There’s Captain Theo Vachewski (a sullen, handsome, coke-snorting, leather-clad reincarnation of Jim Morrison risen from Père Lachaise), Lieutenant Roxanne Delgado (sullen and lank-haired, with a partner twice her age), Captain Walter Morlighem (sullen and bald, with a tranked-up wife) and Commander Eddy Caplan (very sullen, with a Corey Hart-like affection for his sunglasses).

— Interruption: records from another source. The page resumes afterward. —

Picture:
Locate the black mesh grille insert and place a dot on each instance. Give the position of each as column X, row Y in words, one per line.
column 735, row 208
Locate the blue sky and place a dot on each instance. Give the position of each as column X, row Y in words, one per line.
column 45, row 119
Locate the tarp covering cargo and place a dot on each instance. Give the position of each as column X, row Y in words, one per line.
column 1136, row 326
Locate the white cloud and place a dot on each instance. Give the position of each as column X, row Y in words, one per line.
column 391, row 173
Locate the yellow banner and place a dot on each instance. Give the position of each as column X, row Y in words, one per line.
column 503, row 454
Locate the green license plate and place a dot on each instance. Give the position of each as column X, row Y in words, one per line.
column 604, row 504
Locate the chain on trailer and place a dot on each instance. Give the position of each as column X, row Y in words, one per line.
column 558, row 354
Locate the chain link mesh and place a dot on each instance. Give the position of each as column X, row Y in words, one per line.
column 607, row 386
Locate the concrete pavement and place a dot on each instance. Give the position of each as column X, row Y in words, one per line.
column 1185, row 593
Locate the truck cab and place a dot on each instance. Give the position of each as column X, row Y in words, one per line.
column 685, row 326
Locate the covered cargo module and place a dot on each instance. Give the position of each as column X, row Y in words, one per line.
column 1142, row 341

There’s also Commander Max Rossi, their squad leader, but he’s in trouble – merde profonde; the kind of bother which Tom Barnaby never got into in Midsomer.
The first episode opens with him interrogating a suspected murderer and rapist in a style that certainly wouldn’t meet with the approval of the Geneva Convention. ‘I’d like to see a glimmer of regret in your eyes,’ Max laments to the stripped, cuffed and sneering suspect, ‘but all I see is shit.’ Then he jams a pen in the suspect’s eye and – allegedly – shoves a steel ruler up his rectum.
Internal Affairs (led by Roland Vogel, a dead ringer for a mid-30s Draco Malfoy suffering from acute constipation) are soon all over him like an outbreak of scrofula and have him locked up for police brutality and sexual deviancy.
Elsewhere, Eddy and Walter have donned balaclavas – the Braquo team wear masks as often as they do their badges, it seems – to visit a lawyer enjoying a relaxing spot of S&M. Having photographed him being whipped (‘Hit me harder, damn it!’) and extracted the location of a gangster, Serge Lemoine, they return to the cop shop: a huge warehouse in which their office (prophetically signposted ‘Danger of Death’) contains a well-stocked bar.
Inspector Morse would have loved it, but his brand of policing – i.e. in accordance with the law – wouldn’t really fit in here. ‘You’ve not been cops for a long time,’ Max’s wife tells Eddy. ‘You’ve been hiding behind your badge, trying to make sense of it all, but you’re worthless.’
The principal strands of this first series (it originally aired in France in 2009) are the team’s attempts to clear the name of their squad leader and bring Lemoine to justice, using as much hostility, intimidation and swearing as possible.
It’s in this gritty use of language, unflinching approach to violence and laissez-faire attitude to drug use and nudity as much as its Who-put-the-film-stock-through-the-wash? visual style (the gloomy greyness of the scenes in the present contrast sharply with a the blurrily vibrant colours of a flashback to happier days within the SDPJ) that the similarities with Engrenages are apparent; but although these austere police anti-procedurals share a great deal in common (including a compulsiveness to see more – it’s almost as though Canal+ dramas contain a kind of cathode ray tube crack) there are enough different in focus and emphasis for them to sit happily – or rather, despondently – side-by-side.
Certainly, fans of Laure Berthaud – and of cop shows from all over the world – will find a great deal to enjoy in Braquo.
Aired at 10pm on Sunday 30th October 2011 on FX.